Bolívar had hoped that the constitution of Cúcuta would be revised and presidential authority strengthened, but the liberals blocked any such attempts. A stalemate developed. Arguing that the old constitution was no longer valid and that no new one had taken its place, Bolívar assumed dictatorial powers in Gran Colombia. A group of liberal conspirators invaded the presidential palace on the night of September 25, and Bolívar was saved from the daggers of the assassins only by the quick-wittedness of Manuela Sáenz. Although the attempt on his life failed, the storm signals increased. Bolívar’s precarious health began to fail. Peru invaded Ecuador with the intention of annexing Guayaquil. Once more Sucre saved Ecuador and defeated the Peruvians at Tarqui (1829). A few months later one of Bolívar’s most-honoured generals, José María Córdoba, staged a revolt. It was crushed, but Bolívar was disheartened by the continued ingratitude of his former adherents. In the fall of 1829 Venezuela seceded from Gran Colombia.

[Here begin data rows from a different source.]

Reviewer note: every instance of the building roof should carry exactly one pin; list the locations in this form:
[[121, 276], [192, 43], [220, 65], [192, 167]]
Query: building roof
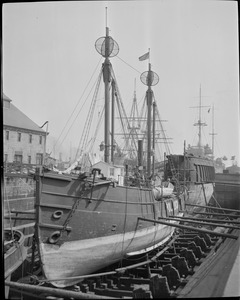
[[14, 117]]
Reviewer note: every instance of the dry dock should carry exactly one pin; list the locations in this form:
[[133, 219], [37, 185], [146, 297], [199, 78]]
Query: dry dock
[[219, 275]]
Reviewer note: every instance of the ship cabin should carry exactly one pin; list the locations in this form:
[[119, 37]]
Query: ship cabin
[[190, 168], [110, 171]]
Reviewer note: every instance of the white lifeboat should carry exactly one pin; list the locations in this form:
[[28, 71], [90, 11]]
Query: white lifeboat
[[163, 191]]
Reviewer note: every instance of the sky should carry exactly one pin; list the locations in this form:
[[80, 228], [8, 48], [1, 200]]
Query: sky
[[49, 57]]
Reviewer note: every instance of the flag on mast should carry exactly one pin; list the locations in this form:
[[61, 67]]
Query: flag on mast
[[144, 56]]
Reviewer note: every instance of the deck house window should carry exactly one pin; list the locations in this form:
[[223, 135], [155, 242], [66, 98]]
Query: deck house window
[[39, 158], [111, 171], [197, 173], [18, 158], [19, 136]]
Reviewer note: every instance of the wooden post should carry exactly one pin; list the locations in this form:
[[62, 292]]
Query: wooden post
[[53, 291]]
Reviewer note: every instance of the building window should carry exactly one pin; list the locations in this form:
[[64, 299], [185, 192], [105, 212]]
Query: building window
[[39, 159], [18, 158]]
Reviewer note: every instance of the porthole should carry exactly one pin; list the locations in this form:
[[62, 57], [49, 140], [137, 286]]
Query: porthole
[[57, 214], [54, 237]]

Reluctantly, Bolívar realized that his very existence presented a danger to the internal and external peace of the nations that owed their independence to him, and on May 8, 1830, he left Bogotá, planning to take refuge in Europe. Reaching the Atlantic coast, he learned that Sucre, whom he had trained as his successor, had been assassinated. Bolívar’s grief was boundless. The projected trip to Europe was canceled, and, at the invitation of a Spanish admirer, Bolívar journeyed to his estate near Santa Marta. Ironically, his life ended in the house of a Spaniard, where, toward the end of 1830, he died of tuberculosis.
Bolívar is regarded by many as the greatest genius the Latin Americanworld has produced. He was a man of international renown in his own day, and his reputation has steadily increased since his death. There are few figures in European history and none in the history of the United States who display the rare combination of strength and weakness, character and temperament, prophetic vision and poetic power that distinguish Simón Bolívar. As a consequence, his life and his work have grown to mythical dimensions among the people of his continent.